5. In or about late April 2008, Yazaki made an arrangement or arrived at an understanding with SEI in response to a Request For Quotation issued by TMC for the supply of wire harnesses for the 2011 Toyota Camry (2008 Agreement), the provisions of which:
5.1 had the purpose of preventing, restricting or limiting the supply of the selected wire harnesses for the 2011 Toyota Camry to TMC or its related bodies corporate, including TMCA, by Yazaki and SEI, or by either of them, or by any bodies corporate related to either of them, in competition with each other;
5.2 constituted exclusionary provisions, within the meaning of sections 4D and 45(2) of the Act and the Competition Code,
and thereby contravened section 45(2)(a)(i) of the Act and the Competition Code.
6. By:
6.1. discussing and agreeing with SEI between 9 and 28 May 2008 prices for wire harnesses for the 2011 Toyota Camry that they would submit in response to the Request For Quotation issued by TMC (2011 Toyota Camry agreed prices);
6.2. submitting the 2011 Toyota Camry agreed prices to TMC in Japan on 29 May 2008;
6.3. directing AAPL to submit the 2011 Toyota Camry agreed prices to TMCA in Australia between late May 2008 and mid-2008; and
6.4. causing AAPL, as an agent of Yazaki within section 84(2) of the Act, to submit the 2011 Toyota Camry agreed prices to TMCA on 25 June 2008,
Yazaki gave effect to the 2008 Agreement and thereby contravened section 45(2)(b)(i) of the Act and the Competition Code.

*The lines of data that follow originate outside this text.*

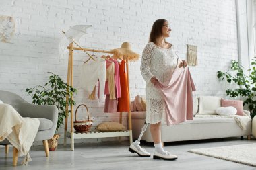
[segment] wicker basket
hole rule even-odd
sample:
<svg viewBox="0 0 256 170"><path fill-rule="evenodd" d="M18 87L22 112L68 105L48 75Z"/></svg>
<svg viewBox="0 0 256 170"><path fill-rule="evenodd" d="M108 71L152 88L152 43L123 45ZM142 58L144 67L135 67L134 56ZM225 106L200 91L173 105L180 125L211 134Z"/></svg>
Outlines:
<svg viewBox="0 0 256 170"><path fill-rule="evenodd" d="M81 120L81 121L76 120L77 110L81 106L84 106L86 108L87 116L88 116L87 120ZM78 107L75 110L75 121L74 121L74 128L75 129L76 132L79 133L87 133L88 132L89 132L89 130L91 128L92 124L92 121L90 120L89 112L88 112L88 108L87 108L87 106L84 104L81 104L78 105Z"/></svg>

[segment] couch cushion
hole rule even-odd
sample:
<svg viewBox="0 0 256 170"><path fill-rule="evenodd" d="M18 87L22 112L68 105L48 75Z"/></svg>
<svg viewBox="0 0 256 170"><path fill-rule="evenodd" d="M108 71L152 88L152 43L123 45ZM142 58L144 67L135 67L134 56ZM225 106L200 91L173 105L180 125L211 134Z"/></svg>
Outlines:
<svg viewBox="0 0 256 170"><path fill-rule="evenodd" d="M241 100L231 100L231 99L221 99L221 105L222 107L233 106L237 110L237 115L243 116L243 101Z"/></svg>
<svg viewBox="0 0 256 170"><path fill-rule="evenodd" d="M201 96L198 114L217 114L216 110L221 106L220 99L220 97Z"/></svg>
<svg viewBox="0 0 256 170"><path fill-rule="evenodd" d="M53 122L49 119L38 118L40 122L38 131L51 129L53 126Z"/></svg>
<svg viewBox="0 0 256 170"><path fill-rule="evenodd" d="M142 101L142 97L137 95L133 101L133 104L136 106L136 110L137 111L145 111L146 110L146 103L143 103L144 101Z"/></svg>
<svg viewBox="0 0 256 170"><path fill-rule="evenodd" d="M237 113L237 110L233 106L220 107L216 109L216 113L222 116L235 115Z"/></svg>

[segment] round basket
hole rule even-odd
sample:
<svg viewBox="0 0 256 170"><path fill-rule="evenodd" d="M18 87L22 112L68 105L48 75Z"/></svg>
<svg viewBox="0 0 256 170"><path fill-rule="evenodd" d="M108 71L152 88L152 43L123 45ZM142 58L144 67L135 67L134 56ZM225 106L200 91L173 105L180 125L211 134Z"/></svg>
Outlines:
<svg viewBox="0 0 256 170"><path fill-rule="evenodd" d="M81 106L84 106L86 108L87 116L88 116L87 120L81 120L81 121L76 120L77 110ZM92 121L90 120L89 112L88 112L88 108L87 108L87 106L84 104L81 104L78 105L75 110L75 121L74 121L74 128L75 129L76 132L79 133L87 133L88 132L89 132L89 130L91 128L92 124Z"/></svg>

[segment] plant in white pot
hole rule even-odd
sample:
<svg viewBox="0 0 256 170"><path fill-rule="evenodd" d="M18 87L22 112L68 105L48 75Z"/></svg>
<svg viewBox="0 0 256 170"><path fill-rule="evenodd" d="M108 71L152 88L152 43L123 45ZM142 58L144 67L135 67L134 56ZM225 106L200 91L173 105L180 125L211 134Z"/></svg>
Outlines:
<svg viewBox="0 0 256 170"><path fill-rule="evenodd" d="M71 96L77 93L77 90L64 83L59 75L51 72L47 72L47 73L50 74L49 81L44 86L38 85L32 88L27 88L26 92L32 97L34 104L53 105L58 108L58 122L56 128L56 131L57 131L63 124L64 118L66 117L66 106L75 105L75 101L71 100ZM67 102L66 101L67 95L69 97ZM69 110L68 112L69 113L70 110ZM55 134L52 139L49 140L49 150L56 149L57 140L59 136L59 134Z"/></svg>

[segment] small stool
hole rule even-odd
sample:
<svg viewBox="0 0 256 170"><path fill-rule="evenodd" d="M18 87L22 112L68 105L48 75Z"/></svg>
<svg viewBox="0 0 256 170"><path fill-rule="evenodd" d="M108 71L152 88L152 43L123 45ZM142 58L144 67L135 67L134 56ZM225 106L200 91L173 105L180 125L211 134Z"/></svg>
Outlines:
<svg viewBox="0 0 256 170"><path fill-rule="evenodd" d="M251 124L253 124L251 134L256 138L256 116L254 116Z"/></svg>

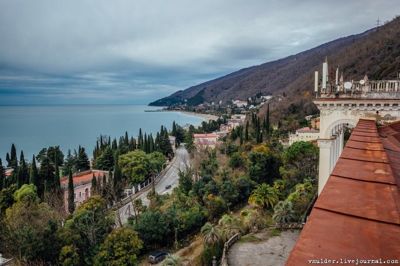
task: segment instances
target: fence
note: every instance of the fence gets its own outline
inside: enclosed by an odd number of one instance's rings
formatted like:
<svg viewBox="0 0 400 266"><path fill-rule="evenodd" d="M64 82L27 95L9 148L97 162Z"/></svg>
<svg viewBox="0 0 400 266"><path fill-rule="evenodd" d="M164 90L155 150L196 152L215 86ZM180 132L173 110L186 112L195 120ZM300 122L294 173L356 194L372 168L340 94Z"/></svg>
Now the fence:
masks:
<svg viewBox="0 0 400 266"><path fill-rule="evenodd" d="M226 258L228 250L240 238L240 234L236 234L224 244L224 251L222 252L222 258L221 258L221 265L222 266L228 266L228 260Z"/></svg>

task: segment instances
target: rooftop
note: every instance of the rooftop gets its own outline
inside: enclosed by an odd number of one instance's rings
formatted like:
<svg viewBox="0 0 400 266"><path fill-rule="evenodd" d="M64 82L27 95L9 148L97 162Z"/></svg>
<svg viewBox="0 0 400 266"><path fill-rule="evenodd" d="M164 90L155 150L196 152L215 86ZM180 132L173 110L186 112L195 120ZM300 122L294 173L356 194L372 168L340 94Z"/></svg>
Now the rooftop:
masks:
<svg viewBox="0 0 400 266"><path fill-rule="evenodd" d="M374 120L359 120L286 265L398 259L400 136L400 122L378 128Z"/></svg>
<svg viewBox="0 0 400 266"><path fill-rule="evenodd" d="M216 134L194 134L194 138L216 138L218 135Z"/></svg>
<svg viewBox="0 0 400 266"><path fill-rule="evenodd" d="M72 178L74 180L74 186L76 186L80 184L83 184L86 182L88 182L88 181L91 181L92 178L93 178L93 174L96 177L100 176L102 178L103 174L105 174L106 176L108 176L108 171L102 171L100 170L89 170L88 171L84 171L81 173L78 173L76 176L73 176ZM65 186L66 184L68 184L68 178L64 178L60 180L60 183L61 186Z"/></svg>
<svg viewBox="0 0 400 266"><path fill-rule="evenodd" d="M308 128L308 126L306 126L305 128L298 128L298 130L296 130L296 132L320 132L319 130L314 130L312 128Z"/></svg>

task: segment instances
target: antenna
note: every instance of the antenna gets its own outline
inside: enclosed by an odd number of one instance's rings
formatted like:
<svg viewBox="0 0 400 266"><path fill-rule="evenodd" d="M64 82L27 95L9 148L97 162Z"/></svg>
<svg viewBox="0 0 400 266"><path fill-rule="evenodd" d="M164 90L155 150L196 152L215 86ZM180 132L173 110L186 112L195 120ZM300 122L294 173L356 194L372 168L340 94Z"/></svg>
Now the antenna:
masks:
<svg viewBox="0 0 400 266"><path fill-rule="evenodd" d="M376 21L376 24L375 24L374 26L375 26L376 28L378 28L379 27L379 26L380 26L380 20L379 20L379 18L378 18L378 20Z"/></svg>

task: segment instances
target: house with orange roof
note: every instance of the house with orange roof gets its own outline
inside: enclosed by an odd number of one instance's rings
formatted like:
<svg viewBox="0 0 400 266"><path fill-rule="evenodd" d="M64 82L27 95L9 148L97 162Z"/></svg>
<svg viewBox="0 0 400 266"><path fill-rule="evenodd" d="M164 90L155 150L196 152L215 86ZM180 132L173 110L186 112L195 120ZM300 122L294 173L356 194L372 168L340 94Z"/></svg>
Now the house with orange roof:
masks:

6A. By submitting to TMCA the 2006 Toyota Camry agreed prices for the 2006 Toyota Camry wire harnesses in respect of which the first respondent Yazaki had been awarded supply by TMC, AAPL gave effect to the 2003 Agreement and thereby contravened s 45(2)(b)(i) of the Act and the Competition Code.

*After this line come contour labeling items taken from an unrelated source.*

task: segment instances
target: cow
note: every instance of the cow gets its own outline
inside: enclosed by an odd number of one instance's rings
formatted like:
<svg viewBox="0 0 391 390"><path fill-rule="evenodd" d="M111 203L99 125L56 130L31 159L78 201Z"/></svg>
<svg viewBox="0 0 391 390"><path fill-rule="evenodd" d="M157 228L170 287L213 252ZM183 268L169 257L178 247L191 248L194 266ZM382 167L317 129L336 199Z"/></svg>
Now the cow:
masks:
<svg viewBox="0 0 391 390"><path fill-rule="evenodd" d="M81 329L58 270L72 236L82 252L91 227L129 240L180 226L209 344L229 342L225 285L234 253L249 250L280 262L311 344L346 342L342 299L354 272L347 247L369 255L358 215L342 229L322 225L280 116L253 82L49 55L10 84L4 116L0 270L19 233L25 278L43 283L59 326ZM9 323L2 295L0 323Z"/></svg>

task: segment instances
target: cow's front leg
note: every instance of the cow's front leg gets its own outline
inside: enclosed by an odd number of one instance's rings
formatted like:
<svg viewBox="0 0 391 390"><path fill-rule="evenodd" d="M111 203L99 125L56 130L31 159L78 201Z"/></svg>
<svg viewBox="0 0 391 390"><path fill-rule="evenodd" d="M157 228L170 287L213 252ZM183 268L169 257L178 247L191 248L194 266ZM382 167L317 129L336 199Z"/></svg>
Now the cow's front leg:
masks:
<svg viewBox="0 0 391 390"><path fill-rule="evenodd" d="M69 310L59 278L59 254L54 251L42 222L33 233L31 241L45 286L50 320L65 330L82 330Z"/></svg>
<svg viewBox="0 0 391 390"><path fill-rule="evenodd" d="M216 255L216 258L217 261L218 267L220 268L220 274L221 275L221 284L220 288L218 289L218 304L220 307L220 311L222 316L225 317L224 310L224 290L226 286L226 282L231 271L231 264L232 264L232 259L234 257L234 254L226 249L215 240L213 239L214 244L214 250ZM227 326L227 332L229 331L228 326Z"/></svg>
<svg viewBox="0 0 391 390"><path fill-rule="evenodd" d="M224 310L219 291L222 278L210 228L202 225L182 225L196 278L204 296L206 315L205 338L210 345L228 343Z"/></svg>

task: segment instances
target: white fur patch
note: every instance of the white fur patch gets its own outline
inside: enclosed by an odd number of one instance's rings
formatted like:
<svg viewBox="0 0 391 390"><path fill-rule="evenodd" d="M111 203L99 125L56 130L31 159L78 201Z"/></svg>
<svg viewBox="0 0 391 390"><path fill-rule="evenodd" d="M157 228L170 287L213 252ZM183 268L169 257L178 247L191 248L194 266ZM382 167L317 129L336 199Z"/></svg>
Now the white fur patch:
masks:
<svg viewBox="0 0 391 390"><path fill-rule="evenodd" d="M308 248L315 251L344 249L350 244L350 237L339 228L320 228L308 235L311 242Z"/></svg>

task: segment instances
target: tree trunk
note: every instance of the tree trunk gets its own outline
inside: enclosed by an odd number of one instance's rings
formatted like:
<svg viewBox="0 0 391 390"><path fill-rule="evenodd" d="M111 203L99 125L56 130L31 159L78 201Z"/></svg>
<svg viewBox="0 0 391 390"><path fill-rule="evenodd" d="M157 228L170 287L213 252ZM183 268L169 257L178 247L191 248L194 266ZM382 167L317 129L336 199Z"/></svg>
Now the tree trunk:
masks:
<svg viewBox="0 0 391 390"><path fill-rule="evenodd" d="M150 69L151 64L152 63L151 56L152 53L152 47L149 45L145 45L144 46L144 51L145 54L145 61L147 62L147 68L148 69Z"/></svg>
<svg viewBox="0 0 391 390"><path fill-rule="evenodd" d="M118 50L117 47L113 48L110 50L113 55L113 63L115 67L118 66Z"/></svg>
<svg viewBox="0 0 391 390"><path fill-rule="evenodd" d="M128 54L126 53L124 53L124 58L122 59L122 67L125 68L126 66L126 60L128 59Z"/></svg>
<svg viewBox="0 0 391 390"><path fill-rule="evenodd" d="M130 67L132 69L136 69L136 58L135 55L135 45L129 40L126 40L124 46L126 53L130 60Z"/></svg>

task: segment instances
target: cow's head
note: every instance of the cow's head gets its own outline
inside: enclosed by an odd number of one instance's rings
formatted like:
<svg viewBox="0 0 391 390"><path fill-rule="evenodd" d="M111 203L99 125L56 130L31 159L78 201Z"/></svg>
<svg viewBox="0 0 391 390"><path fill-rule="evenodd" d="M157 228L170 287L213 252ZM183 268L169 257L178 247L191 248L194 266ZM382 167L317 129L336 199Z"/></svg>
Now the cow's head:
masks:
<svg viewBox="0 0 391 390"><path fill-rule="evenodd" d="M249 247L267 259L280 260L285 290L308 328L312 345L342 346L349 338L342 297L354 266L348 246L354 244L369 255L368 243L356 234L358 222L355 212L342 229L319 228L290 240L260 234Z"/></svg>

6B. By submitting to TMCA the 2011 Toyota Camry agreed prices for the 2008 Toyota Camry wire harnesses, AAPL gave effect to the 2008 Agreement and thereby contravened s 45(2)(b)(i) of the Act and the Competition Code.

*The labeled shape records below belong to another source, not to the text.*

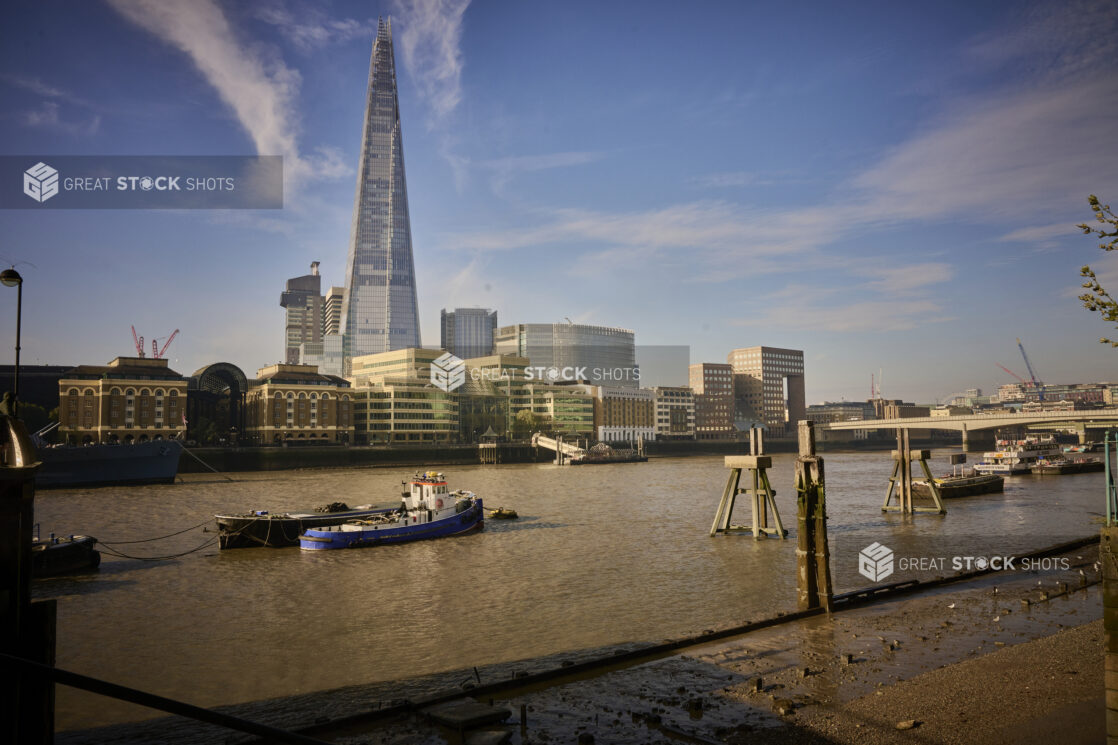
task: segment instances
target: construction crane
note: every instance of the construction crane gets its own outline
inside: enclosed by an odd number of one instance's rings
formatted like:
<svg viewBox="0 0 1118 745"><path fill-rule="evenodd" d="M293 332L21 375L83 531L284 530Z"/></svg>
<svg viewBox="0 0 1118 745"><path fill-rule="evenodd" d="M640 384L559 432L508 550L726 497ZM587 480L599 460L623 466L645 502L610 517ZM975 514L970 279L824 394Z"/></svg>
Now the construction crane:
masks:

7. By making or arriving at the 2003 and the 2008 Agreement, Yazaki gave effect to the Overarching Cartel Agreement, the provisions of which:
7.1. had the purpose of preventing, restricting or limiting the supply of wire harnesses to TMC or its related bodies corporate, including TMCA, by Yazaki and SEI, or by either of them, or by any bodies corporate related to either of them, in competition with each other;
7.2. constituted exclusionary provisions, within the meaning of sections 4D and 45(2) of the Act and the Competition Code;
and thereby contravened section 45(2)(b)(i) of the Act and the Competition Code.
THE COURT ORDERS THAT:
8. Yazaki be restrained for a period of three years from the date of this order from making, arriving at, or giving effect to, any contract, arrangement or understanding with SEI for the supply of wire harnesses, containing provisions which have the purpose of preventing, restricting or limiting the supply of wire harnesses by it, or its related bodies corporate or agents, to any customer in Australia, unless such conduct is authorised under section 88 of the Act or any other Australian statute in accordance with section 51 of the Act.
9. Under section 76(1) of the Act and the Competition Code as applied as a law of Victoria by section 5 of the Competition Policy Reform (Victoria) Act 1995 (Vic), Yazaki Corporation pay to the Commonwealth of Australia penalties totalling $46 million in respect of contravention of sections 45(2)(a)(i) and 45(2)(b)(i) of the Act and the Competition Code identified as follows:
(1) Declarations 5 and 7 (as to the 2008 Agreement): $14 million;
(2) Declaration 6.1: $12 million;
(3) Declaration 6.2: $12 million;
(4) Declaration 6.3: $4 million; and
(5) Declaration 6.4: $4 million.
10. The respondents pay 85% of the applicant’s costs of the proceeding as agreed or taxed.